Six years later almost to the day, the taxi driver’s two younger sons, Alaa, 23, and Abbas, 17, were also killed in an attack.
The losses are written in deep lines along his face, aged well beyond his 61 years.
Abu Ali used to dream of lives for his children that would be better than his own, but now he only visits them at the cemetery.
“I go to their graves every week, I feel like they’re sitting near me,” he said, wearing a white scarf and a traditional beige robe.
Abu Ali’s hopes for a brighter future have faded. “The situation does not bode well… no one thinks of the people,” he said. “The parties only seek to win seats.”
Things were different before, said Qais Al-Sharea, a hairdresser in the capital.
“Saddam Hussein was the strong man, the one who controlled everything and scared the entire world with his chemical weapons,” he said.
Each morning, when he opened his salon in Al-Ferdous Square in the heart of Baghdad, the dictator’s colossal statue stood guard outside.

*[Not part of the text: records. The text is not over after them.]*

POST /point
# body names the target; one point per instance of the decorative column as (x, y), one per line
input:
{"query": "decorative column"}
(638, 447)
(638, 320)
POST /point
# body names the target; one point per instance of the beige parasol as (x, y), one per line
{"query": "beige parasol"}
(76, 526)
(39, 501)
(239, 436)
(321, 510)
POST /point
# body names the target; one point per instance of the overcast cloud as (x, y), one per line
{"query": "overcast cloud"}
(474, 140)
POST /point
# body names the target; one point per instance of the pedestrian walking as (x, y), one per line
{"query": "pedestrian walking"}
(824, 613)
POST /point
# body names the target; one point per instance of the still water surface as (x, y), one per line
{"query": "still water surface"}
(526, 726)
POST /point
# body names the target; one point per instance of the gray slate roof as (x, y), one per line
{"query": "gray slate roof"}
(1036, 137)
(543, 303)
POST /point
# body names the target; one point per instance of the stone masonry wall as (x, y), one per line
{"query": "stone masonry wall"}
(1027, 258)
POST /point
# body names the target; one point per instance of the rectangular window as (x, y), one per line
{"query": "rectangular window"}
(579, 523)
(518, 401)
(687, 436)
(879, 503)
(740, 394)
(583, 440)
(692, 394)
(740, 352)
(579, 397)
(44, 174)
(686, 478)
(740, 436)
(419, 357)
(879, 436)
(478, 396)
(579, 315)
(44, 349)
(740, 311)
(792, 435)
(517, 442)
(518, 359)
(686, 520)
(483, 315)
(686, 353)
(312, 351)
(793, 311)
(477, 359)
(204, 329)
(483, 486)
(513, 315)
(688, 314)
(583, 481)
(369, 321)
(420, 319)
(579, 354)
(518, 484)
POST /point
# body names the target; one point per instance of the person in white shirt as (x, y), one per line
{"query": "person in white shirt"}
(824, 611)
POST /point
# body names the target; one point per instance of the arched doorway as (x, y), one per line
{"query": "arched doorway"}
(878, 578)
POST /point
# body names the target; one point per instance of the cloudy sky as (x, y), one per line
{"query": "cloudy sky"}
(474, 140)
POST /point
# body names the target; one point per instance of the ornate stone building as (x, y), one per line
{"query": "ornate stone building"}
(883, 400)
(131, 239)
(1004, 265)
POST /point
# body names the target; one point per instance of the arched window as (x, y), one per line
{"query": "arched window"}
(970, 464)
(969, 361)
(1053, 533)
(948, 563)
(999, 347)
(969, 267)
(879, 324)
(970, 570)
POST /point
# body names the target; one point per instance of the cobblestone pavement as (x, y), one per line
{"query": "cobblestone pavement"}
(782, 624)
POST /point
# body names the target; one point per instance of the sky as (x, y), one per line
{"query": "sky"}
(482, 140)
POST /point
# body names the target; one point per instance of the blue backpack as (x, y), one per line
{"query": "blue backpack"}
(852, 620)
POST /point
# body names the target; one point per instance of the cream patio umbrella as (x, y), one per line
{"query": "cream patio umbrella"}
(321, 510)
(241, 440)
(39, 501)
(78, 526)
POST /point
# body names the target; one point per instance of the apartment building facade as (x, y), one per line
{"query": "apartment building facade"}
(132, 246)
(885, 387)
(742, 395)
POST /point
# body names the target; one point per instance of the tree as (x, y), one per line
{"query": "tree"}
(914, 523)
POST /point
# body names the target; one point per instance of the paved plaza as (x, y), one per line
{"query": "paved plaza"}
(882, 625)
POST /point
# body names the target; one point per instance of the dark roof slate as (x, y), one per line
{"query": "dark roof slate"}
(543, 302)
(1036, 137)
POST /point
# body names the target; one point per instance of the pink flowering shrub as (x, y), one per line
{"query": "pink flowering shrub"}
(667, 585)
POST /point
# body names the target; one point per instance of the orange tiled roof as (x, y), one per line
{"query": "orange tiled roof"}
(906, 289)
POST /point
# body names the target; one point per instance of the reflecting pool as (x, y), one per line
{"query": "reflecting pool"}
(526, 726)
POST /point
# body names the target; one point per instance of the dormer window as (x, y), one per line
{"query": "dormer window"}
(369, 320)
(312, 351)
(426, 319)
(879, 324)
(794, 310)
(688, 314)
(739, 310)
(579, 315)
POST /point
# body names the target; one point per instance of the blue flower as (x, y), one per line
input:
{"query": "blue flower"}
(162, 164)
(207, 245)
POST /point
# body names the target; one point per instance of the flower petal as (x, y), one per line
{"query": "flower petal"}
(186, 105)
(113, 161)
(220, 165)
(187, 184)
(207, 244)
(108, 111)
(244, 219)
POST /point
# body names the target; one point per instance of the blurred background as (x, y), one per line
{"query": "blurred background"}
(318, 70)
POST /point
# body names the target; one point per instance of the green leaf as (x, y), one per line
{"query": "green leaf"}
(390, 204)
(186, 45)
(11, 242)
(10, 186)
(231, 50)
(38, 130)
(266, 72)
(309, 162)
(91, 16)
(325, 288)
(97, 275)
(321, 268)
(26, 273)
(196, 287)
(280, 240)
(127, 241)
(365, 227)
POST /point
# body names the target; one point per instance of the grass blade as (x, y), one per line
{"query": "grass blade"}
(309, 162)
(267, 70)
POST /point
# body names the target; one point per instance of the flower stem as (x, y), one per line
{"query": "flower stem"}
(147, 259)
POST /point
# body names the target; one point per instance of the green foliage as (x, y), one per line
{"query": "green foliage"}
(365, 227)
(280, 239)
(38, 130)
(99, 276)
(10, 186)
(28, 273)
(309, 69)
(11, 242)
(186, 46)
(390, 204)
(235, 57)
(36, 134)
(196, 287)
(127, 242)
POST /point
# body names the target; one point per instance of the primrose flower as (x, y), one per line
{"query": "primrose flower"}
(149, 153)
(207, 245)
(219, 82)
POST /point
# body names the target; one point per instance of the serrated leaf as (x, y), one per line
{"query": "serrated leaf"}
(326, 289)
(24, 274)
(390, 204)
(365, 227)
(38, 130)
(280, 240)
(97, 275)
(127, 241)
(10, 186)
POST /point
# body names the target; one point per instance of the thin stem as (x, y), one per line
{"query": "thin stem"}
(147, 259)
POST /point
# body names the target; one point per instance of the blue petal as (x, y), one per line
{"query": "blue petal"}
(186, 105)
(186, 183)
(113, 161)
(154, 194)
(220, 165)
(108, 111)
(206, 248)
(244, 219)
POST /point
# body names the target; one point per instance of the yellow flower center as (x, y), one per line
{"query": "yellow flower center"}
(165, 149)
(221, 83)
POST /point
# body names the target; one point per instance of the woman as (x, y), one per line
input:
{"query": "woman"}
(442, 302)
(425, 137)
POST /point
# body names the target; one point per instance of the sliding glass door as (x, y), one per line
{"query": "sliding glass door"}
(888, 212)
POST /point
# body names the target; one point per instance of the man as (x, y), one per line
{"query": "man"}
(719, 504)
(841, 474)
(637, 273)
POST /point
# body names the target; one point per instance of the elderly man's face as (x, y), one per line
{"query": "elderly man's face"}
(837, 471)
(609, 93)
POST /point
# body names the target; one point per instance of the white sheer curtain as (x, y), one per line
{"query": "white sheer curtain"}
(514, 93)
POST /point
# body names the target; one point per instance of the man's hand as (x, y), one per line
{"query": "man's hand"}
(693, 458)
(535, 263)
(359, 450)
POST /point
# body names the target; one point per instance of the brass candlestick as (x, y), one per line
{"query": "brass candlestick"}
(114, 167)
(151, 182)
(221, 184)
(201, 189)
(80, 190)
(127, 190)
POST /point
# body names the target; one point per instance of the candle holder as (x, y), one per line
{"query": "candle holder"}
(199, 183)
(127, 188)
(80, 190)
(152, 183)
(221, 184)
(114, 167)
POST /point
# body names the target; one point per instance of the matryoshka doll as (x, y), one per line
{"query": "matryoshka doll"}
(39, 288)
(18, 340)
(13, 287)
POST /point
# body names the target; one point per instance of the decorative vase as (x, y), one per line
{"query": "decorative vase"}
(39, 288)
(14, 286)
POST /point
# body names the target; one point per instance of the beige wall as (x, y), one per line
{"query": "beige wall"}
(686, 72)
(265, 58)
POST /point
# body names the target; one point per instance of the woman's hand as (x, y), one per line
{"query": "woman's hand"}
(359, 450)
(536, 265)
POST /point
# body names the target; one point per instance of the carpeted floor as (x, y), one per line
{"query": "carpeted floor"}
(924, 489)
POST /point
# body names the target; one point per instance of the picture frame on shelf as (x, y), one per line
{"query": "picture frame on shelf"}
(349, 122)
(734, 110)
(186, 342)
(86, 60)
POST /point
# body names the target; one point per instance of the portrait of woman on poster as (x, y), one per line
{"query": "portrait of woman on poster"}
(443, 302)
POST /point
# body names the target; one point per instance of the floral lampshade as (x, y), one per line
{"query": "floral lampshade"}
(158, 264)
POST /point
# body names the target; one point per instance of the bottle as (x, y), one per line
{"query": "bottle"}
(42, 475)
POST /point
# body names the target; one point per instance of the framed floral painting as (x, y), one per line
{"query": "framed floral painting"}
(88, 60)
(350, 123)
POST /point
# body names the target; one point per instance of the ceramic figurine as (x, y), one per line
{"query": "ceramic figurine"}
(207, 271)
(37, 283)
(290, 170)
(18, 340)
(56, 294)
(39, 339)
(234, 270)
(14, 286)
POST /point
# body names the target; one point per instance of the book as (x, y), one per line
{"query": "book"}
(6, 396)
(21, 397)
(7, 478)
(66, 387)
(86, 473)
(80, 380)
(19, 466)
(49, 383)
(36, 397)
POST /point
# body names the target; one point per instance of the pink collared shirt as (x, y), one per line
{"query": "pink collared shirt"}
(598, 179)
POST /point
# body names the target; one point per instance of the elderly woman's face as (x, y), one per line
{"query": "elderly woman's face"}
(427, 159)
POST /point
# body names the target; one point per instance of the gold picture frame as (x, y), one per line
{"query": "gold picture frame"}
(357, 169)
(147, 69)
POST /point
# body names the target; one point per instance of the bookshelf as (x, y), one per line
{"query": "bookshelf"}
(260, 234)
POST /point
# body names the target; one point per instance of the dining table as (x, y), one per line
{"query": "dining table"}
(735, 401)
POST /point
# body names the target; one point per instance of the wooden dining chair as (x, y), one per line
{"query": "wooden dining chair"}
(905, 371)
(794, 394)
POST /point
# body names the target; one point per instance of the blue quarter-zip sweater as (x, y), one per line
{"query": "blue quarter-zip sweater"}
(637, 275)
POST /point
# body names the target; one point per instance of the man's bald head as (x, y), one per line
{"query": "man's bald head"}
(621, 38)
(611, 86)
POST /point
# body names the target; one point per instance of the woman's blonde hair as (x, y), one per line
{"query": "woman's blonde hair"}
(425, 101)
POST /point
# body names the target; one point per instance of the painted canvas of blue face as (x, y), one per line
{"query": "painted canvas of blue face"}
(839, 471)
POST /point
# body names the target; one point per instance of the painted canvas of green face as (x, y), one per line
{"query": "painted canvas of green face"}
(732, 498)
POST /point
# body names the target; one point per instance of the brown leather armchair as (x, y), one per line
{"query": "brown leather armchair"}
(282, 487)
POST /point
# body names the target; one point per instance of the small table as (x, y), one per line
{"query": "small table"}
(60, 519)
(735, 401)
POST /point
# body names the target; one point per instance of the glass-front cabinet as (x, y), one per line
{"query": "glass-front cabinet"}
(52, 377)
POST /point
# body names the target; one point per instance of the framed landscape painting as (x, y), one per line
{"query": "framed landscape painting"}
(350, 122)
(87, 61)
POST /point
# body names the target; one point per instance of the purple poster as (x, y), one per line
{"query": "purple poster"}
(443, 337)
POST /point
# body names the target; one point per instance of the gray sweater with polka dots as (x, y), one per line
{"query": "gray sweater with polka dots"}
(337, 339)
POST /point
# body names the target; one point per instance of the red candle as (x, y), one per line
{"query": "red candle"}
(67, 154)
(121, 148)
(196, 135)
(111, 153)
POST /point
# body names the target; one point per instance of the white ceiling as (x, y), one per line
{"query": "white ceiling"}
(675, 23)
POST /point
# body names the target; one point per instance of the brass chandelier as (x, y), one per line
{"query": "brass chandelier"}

On April 9, 2003, Sharea, who had stayed at home that day, watched on television as US soldiers with an armored vehicle helped a crowd armed with a sledgehammer pull down the bronze statue in front of his shop.
“Baghdad fell when the statue fell,” he told AFP at the foot of the giant platform, now covered with rubble poorly hidden by crumpled sheet metal — the site of a construction project that has so far failed to take shape.
Sharea, 27 at the time, thought “like all young people” that Baghdad would soon be filled with nightclubs and restaurants.
“We (thought) we would travel the world,” he said.
But instead of progress and opening to the world, life in Iraq has turned into a case of “one step forward and five back,” said Sharea.
Mahmoud Othman, a 65-year-old Kurdish politician who served as a member of Iraq’s transitional leadership after Saddam’s fall, dreamed of a better tomorrow.
But if “the Americans had a plan to overthrow Saddam Hussein, they had no agenda for post-Saddam,” said Othman, who had been a Kurdish peshmerga fighter since the age of 18.
State institutions and Saddam’s all-powerful Baath Party were dismantled as opposition figures returned from exile.
But corruption and sectarian tensions — fueled by militias born in the security vacuum created by the dismantling of the security forces — flourished.
“We thought we’d have a federal and democratic system, but we’ve had sectarianism and chauvinism,” said Rauf Maaruf, leader of the Kurdish opposition party Goran.
Members of Iraq’s religious and ethnic minorities say they have paid the highest price for the past decade-and-a-half of chaos.
“Our country has been going through catastrophe after catastrophe,” said the Chaldean Catholic patriarch, Louis Raphael Sako, who has watched his community shrink.
Every institution has been affected, according to Abdel Salam Al-Samer, a 58-year-old university teacher for the past three decades.
“The situation in Iraq has deteriorated and so have our universities,” said Samer, who has seen political factions interfere in education and colleagues killed by militias.